Thursday, July 14, 2011
If you are questioning why Netflix chose to execute a hefty price increase, don't think that this is another New Coke moment. Netflix knows exactly what they are doing and that there were going to be short term repercussions. Some subscribers will drop the service and others will downgrade. But the future for Netflix is not as a mailer of DVDs; no, it is to be a streaming media network. It is why the management structure has also changed to operate these two businesses more independently.
Notice that Netflix quickly announced a new deal with NBC for streaming content. "NBC Universal has renewed its deal with Netflix Inc., ensuring that programs such as "The Office" and "30 Rock" stay available on the popular service as it comes under pressure to pay more for its content and catches flack for a price hike." I suspect more announcements will follow.
And Wall Street seems to think that a price hike, despite a drop in subscribers, will not hurt Netflix.

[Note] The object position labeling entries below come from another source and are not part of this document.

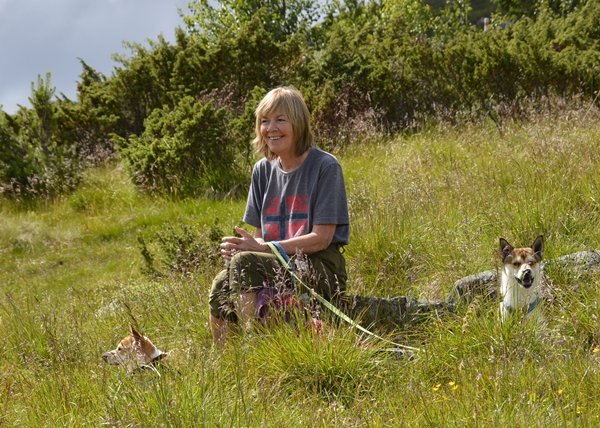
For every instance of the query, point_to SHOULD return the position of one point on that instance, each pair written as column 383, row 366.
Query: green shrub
column 183, row 151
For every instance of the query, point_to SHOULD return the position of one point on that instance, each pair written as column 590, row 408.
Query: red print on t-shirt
column 289, row 217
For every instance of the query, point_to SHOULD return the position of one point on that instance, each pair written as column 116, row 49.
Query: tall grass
column 426, row 210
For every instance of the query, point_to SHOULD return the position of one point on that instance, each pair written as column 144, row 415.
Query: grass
column 426, row 210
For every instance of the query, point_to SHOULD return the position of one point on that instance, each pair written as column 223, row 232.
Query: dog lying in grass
column 134, row 351
column 520, row 289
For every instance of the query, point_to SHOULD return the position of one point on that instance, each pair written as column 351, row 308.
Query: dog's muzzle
column 526, row 279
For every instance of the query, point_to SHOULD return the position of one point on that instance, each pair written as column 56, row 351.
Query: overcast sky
column 39, row 36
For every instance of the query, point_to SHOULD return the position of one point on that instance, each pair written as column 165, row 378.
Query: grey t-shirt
column 285, row 205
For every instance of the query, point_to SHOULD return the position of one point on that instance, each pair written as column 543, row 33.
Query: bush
column 183, row 151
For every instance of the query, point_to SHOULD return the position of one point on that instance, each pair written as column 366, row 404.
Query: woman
column 298, row 199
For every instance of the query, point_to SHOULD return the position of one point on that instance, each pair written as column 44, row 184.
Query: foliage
column 426, row 209
column 366, row 68
column 182, row 149
column 38, row 157
column 181, row 251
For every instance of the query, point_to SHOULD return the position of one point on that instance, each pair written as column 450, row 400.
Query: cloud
column 42, row 36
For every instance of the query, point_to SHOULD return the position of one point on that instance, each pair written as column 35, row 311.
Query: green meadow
column 426, row 210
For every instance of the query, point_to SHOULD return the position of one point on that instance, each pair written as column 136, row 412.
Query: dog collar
column 530, row 308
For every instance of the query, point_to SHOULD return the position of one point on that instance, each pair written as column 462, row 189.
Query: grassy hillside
column 426, row 210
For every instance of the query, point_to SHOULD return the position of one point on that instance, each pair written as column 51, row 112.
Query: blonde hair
column 288, row 101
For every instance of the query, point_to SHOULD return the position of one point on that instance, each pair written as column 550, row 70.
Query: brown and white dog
column 520, row 289
column 134, row 351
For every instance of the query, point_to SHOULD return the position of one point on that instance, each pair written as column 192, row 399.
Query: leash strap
column 283, row 258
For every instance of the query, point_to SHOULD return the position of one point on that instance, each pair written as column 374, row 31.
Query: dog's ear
column 505, row 249
column 538, row 246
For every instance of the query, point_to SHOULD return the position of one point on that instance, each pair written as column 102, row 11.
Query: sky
column 40, row 36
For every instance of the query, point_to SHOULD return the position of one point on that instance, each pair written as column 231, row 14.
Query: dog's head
column 135, row 350
column 523, row 264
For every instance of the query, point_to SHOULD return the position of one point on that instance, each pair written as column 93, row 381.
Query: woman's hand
column 233, row 244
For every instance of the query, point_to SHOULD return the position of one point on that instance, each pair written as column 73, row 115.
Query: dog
column 520, row 290
column 134, row 351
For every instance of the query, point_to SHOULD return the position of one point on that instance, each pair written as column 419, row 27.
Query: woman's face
column 278, row 132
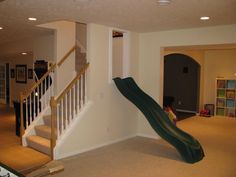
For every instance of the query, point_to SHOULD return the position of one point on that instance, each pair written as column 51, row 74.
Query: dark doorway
column 182, row 82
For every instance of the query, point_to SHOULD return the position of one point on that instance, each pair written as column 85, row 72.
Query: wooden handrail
column 66, row 56
column 78, row 76
column 28, row 92
column 53, row 105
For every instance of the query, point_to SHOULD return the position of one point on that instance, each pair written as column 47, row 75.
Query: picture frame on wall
column 21, row 73
column 30, row 73
column 12, row 73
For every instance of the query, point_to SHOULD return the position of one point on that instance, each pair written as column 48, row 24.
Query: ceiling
column 134, row 15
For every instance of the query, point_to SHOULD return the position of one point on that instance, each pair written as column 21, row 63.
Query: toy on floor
column 205, row 113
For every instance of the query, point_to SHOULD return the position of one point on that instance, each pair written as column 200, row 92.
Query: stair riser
column 43, row 134
column 38, row 147
column 47, row 120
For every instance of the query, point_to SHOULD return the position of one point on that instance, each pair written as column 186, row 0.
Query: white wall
column 151, row 58
column 117, row 57
column 81, row 34
column 42, row 47
column 65, row 39
column 16, row 88
column 218, row 63
column 111, row 117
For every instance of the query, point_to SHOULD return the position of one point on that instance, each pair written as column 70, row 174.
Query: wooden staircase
column 64, row 107
column 41, row 140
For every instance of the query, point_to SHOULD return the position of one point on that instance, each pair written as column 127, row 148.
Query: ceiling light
column 32, row 19
column 205, row 18
column 163, row 2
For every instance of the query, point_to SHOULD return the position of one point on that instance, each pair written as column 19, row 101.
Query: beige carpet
column 11, row 152
column 143, row 157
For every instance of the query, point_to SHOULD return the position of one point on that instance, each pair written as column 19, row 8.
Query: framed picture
column 30, row 73
column 12, row 73
column 21, row 72
column 211, row 108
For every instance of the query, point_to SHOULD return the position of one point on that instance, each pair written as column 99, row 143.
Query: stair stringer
column 69, row 132
column 38, row 121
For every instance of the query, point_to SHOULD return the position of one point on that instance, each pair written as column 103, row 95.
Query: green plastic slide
column 188, row 147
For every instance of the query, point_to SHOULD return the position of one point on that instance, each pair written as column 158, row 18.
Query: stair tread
column 39, row 140
column 44, row 128
column 43, row 131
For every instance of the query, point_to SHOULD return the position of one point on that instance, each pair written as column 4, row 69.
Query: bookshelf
column 226, row 97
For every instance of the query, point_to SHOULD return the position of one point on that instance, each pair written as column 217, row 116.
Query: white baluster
column 37, row 99
column 74, row 106
column 70, row 106
column 26, row 114
column 30, row 107
column 58, row 121
column 62, row 116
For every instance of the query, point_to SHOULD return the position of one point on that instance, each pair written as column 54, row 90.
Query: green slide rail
column 188, row 147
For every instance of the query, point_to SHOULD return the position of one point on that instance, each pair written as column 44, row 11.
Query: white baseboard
column 61, row 156
column 148, row 136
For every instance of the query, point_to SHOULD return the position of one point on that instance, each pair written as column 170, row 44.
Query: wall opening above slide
column 119, row 54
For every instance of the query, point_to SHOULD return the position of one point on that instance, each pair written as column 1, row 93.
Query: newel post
column 53, row 105
column 22, row 128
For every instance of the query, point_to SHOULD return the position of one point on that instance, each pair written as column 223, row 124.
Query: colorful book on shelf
column 221, row 84
column 230, row 112
column 221, row 93
column 220, row 103
column 231, row 84
column 220, row 111
column 230, row 103
column 230, row 94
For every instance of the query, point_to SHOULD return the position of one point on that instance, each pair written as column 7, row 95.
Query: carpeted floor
column 144, row 157
column 11, row 152
column 136, row 157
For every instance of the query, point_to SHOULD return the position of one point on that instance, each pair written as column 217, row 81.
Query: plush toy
column 205, row 112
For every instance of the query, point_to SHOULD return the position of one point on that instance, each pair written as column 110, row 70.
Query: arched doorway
column 182, row 82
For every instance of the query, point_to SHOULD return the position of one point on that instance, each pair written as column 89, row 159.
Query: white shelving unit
column 225, row 97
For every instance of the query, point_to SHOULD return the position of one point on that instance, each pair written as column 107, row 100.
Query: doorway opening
column 182, row 84
column 118, row 54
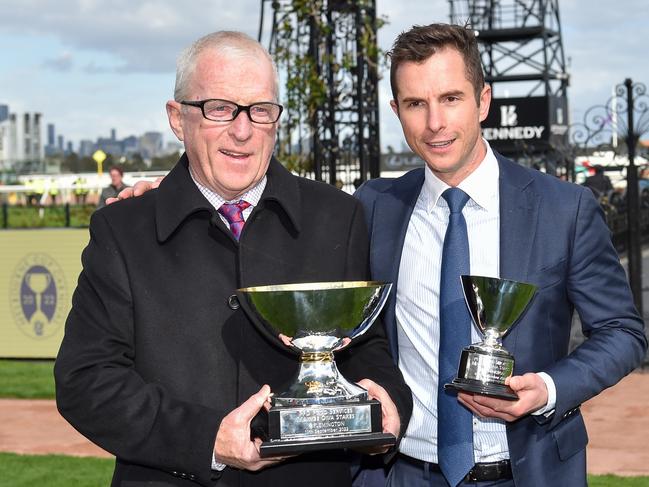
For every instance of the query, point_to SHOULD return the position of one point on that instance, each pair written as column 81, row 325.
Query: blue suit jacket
column 552, row 234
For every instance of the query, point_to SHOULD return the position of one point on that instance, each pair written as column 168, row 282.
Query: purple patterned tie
column 233, row 213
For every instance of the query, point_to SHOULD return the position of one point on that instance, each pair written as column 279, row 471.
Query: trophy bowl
column 320, row 409
column 495, row 306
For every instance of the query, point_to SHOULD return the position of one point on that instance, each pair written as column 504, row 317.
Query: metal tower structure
column 327, row 58
column 523, row 59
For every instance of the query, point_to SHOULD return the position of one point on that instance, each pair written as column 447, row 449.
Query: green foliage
column 26, row 379
column 54, row 471
column 309, row 88
column 615, row 481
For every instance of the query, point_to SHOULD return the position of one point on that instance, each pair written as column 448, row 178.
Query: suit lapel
column 519, row 211
column 391, row 215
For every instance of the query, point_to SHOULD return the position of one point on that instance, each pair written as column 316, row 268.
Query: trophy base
column 294, row 430
column 499, row 391
column 295, row 447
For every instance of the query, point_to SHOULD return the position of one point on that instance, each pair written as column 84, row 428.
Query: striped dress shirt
column 417, row 306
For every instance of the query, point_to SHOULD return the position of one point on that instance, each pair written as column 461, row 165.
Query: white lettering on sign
column 509, row 133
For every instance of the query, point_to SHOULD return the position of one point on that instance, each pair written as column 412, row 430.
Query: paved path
column 617, row 421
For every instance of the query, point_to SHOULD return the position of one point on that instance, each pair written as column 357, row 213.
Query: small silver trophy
column 321, row 409
column 495, row 306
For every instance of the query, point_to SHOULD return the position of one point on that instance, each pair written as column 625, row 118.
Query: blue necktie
column 454, row 422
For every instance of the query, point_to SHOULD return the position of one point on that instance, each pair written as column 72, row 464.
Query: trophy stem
column 318, row 381
column 492, row 338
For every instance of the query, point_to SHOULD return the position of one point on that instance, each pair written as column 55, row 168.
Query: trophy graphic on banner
column 321, row 409
column 495, row 306
column 38, row 282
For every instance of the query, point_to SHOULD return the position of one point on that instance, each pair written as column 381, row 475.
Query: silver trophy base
column 294, row 430
column 499, row 391
column 483, row 370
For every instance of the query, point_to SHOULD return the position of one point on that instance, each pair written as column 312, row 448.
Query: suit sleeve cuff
column 548, row 409
column 219, row 467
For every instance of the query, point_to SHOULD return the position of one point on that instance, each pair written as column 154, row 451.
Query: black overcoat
column 154, row 355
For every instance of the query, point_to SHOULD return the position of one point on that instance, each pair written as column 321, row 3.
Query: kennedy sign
column 531, row 121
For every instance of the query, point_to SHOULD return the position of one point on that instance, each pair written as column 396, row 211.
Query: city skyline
column 91, row 65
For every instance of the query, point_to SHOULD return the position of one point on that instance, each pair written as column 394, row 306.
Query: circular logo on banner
column 38, row 295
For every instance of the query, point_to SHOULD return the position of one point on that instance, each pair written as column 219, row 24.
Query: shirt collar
column 252, row 196
column 481, row 185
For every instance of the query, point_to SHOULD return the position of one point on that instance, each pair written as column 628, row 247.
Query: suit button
column 233, row 302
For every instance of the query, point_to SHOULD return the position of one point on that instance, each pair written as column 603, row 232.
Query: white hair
column 231, row 43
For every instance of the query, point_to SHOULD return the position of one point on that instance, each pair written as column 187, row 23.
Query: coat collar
column 178, row 197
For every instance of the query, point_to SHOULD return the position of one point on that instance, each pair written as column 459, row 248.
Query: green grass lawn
column 29, row 379
column 54, row 471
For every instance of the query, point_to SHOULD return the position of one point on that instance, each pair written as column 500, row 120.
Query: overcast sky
column 91, row 65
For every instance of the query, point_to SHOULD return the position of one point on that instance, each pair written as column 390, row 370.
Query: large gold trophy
column 321, row 409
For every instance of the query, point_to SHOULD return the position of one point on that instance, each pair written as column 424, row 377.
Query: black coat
column 154, row 356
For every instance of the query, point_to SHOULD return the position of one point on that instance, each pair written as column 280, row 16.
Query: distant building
column 151, row 145
column 110, row 146
column 86, row 148
column 21, row 141
column 50, row 147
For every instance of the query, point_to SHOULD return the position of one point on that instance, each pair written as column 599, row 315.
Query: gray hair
column 231, row 43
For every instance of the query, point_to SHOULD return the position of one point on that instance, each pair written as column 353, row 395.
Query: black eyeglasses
column 226, row 111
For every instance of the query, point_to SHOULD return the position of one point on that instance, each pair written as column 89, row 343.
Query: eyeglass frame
column 240, row 108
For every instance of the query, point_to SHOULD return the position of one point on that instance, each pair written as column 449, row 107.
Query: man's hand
column 138, row 189
column 532, row 395
column 233, row 445
column 391, row 421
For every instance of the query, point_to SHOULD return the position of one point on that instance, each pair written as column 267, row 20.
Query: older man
column 159, row 365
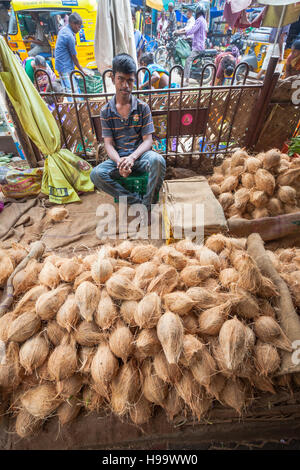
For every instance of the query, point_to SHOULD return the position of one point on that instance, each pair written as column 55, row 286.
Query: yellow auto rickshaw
column 52, row 16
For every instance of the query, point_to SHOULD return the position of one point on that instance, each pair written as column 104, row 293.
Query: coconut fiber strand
column 287, row 316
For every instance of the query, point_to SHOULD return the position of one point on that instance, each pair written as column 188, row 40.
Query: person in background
column 127, row 129
column 40, row 43
column 138, row 37
column 65, row 53
column 278, row 48
column 198, row 32
column 293, row 60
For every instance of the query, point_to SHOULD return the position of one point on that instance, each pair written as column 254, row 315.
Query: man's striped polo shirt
column 126, row 133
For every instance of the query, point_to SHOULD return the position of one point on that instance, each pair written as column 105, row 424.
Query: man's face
column 76, row 27
column 124, row 83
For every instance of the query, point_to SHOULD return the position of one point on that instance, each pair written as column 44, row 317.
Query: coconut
column 226, row 200
column 154, row 389
column 258, row 198
column 48, row 304
column 266, row 358
column 88, row 334
column 87, row 297
column 62, row 362
column 170, row 333
column 84, row 276
column 192, row 276
column 124, row 388
column 106, row 311
column 287, row 195
column 26, row 424
column 233, row 395
column 148, row 311
column 233, row 343
column 49, row 275
column 69, row 387
column 70, row 269
column 54, row 332
column 104, row 367
column 169, row 373
column 253, row 164
column 147, row 344
column 142, row 253
column 192, row 346
column 121, row 342
column 268, row 331
column 5, row 322
column 33, row 353
column 211, row 320
column 229, row 184
column 26, row 278
column 68, row 411
column 271, row 159
column 248, row 180
column 86, row 355
column 178, row 302
column 92, row 400
column 41, row 401
column 120, row 287
column 6, row 267
column 165, row 282
column 23, row 327
column 264, row 181
column 9, row 367
column 68, row 315
column 29, row 299
column 141, row 412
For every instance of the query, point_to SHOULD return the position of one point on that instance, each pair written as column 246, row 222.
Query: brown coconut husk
column 26, row 424
column 120, row 287
column 269, row 331
column 165, row 282
column 69, row 410
column 106, row 311
column 233, row 343
column 149, row 311
column 68, row 315
column 62, row 362
column 23, row 327
column 266, row 358
column 54, row 332
column 169, row 373
column 121, row 342
column 49, row 275
column 49, row 303
column 69, row 387
column 178, row 302
column 104, row 367
column 9, row 368
column 170, row 333
column 87, row 297
column 147, row 344
column 27, row 277
column 193, row 276
column 125, row 388
column 41, row 401
column 33, row 353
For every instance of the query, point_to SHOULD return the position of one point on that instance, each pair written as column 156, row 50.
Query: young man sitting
column 127, row 129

The physical costs of insertion of disks into envelopes and the high mailing costs certainly hurt the profitability; streaming involves far lower operating costs and thus a better margin. And given the consumers appetite for more, more content to view, those savings can help drive additional NBC-like deals. Remember too that Netflix is getting into the original content game as well, using the HBO/Starz/Showtime approach to differentiate itself from other content providers.
Netflix is proving itself a forward thinking company, willing to take short term risks to maintain a leadership position. It is ultimately a growth move to drive more investment and marketing to this mobile, online marketplace. Physical DVDs are past, streaming is the present and future.